Si consideri, a titolo puramente esemplificativo, il precipitato negativo derivante dai turni di lavoro notturni che sconvolgono i ritmi circadiani. Il nostro orologio biologico impone il rispetto del naturale alternarsi di luce e buio per cui anche gli orari lavorativi devono attenersi al susseguirsi di giorno e notte. Il mancato riposo nella fascia oraria notturna alla lunga compromette la salute degli organi interni che presiedono al funzionamento di cuore e fegato. I danni provocati dalle professioni usuranti emergono nel tempo e talvolta hanno gravi ripercussioni sullo stato generale di salute del lavoratore.
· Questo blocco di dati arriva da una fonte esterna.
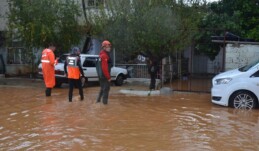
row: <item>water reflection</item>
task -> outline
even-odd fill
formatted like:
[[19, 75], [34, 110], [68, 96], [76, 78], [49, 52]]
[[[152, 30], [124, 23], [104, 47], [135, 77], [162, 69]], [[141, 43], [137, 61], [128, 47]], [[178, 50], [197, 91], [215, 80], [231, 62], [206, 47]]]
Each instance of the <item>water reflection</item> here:
[[258, 110], [210, 103], [208, 94], [138, 97], [117, 93], [95, 104], [67, 89], [0, 87], [1, 150], [259, 150]]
Cosa intendere per professioni usuranti

Fra le professioni logoranti rientrano anzitutto quelle svolte da minatori a causa delle elevate temperature, o in cassoni ad aria compressa. Gli addetti alla catena di montaggio, i palombari, i dipendenti costretti a lavorare in spazi angusti o all’asportazione di amianto o del vetro cavo. Rientrano nelle categorie usuranti anche i lavoratori impegnati in turni di notte di almeno 6 ore per un periodo non inferiore a 64 giorni su base annuale. I conducenti di mezzi pubblici con una capienza superiore a 9 passeggeri, i lavoratori per i quali è obbligatorio stipulare un’assicurazione contro gli infortuni.

A cosa  danno diritto

I soggetti impegnati nelle quattro categorie di attività logoranti succitate possono accedere al trattamento di pensione anticipata. Devono anzitutto presentare entro il 1° maggio 2020 la richiesta per vedersi riconosciuto l’avvenuto svolgimento di attività usuranti. L’Istituto di Previdenza con il messaggio n. 793 del 2020 ha fissato al 1° marzo il termine ultimo per la presentazione della domanda.
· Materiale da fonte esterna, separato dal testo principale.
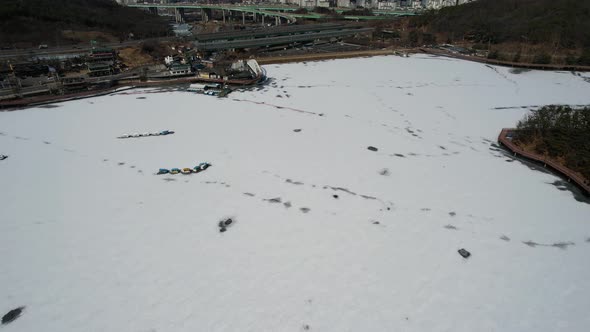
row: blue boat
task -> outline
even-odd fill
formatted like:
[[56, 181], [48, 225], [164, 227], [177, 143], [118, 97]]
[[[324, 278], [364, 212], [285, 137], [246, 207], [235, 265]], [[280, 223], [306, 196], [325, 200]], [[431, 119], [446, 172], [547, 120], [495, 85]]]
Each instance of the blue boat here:
[[158, 171], [158, 174], [168, 174], [168, 173], [170, 173], [170, 171], [165, 168], [160, 168], [160, 170]]

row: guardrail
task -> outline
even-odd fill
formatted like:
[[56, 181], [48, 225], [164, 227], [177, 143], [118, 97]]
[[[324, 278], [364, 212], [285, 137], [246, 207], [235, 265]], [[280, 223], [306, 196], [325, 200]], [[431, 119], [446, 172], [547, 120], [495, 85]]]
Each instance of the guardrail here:
[[521, 156], [526, 159], [541, 163], [544, 167], [549, 167], [553, 171], [567, 178], [568, 182], [573, 181], [578, 187], [580, 187], [584, 191], [586, 195], [590, 196], [590, 180], [585, 179], [580, 174], [572, 171], [571, 169], [563, 165], [558, 164], [557, 162], [551, 159], [548, 159], [545, 156], [524, 151], [512, 142], [512, 137], [514, 137], [514, 133], [516, 131], [517, 130], [513, 128], [503, 128], [500, 132], [500, 135], [498, 136], [498, 142], [501, 145], [503, 145], [506, 149], [514, 153], [514, 156]]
In allegato alla richiesta il richiedente deve inserire, oltre alla certificazione relativa alla professione usurante, la durata della stessa e il modello PA04 in versione cartacea. Potrà accadere che in coincidenza con la data di scadenza della domanda il contribuente non possegga ancora tutti i requisiti richiesti. In tal caso, l’Inps provvede ad inviare entro il 31 ottobre opportuna comunicazione per avvertire il lavoratore che la richiesta è stata accolta con riserva. Il che equivale a dire che il trattamento di pensione anticipata verrà accolto solo con l’acquisizione dei requisiti e l’accertamento degli stessi da parte dell’Inps.